Again, I’m happy to eliminate the _intrsafe variants. The only use is in the profiling code, and it’s just to avoid taking an AST.
> Also, are there any uses of byte and short operations? If not, then I
> think these variants should be eliminated. Nowadays, I would argue that
> generally there should be no good reason to choose sub-word operations;
> stick with the word size (it helps with the alignment too) or more.
There are lots of uses in MD code, and a few in MI code (ureadc() and mincore(), for example). I figured having the same API when it’s just MD code would be worthwhile.
>> These functions may block (to service a page fault), and are NOT safe to
>> call from any interrupt context.
>>
>
> Please make sure you add the asserts.
I’ll make C wrappers for all of these, and have the MD guts prefixed with an underscore so I can centralize the assertion logic.

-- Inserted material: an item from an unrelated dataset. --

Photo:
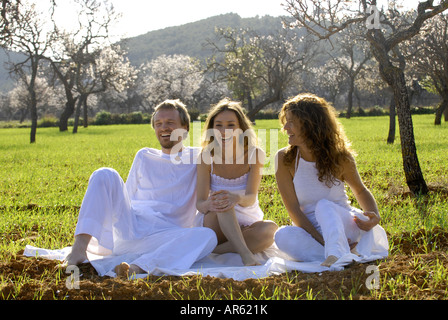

>> The implementation is entirely in architecture-dependent code. The
>> following fetch primitives must be supplied:
>>
>> int ufetch_8(const uint8_t *uaddr, uint8_t *valp);
>> int ufetch_16(const uint16_t *uaddr, uint16_t *valp);
>> int ufetch_32(const uint32_t *uaddr, uint32_t *valp);
>> #ifdef _LP64
>> int ufetch_64(const uint64_t *uaddr, uint64_t *valp);
>> #endif
>
> Please prefix the size with 'u' if you operate on unsigned types:
>
> ufetch_u{8,16,32,64} and the same for ustore_*
Even at the expense of being different from atomic_ops(3)?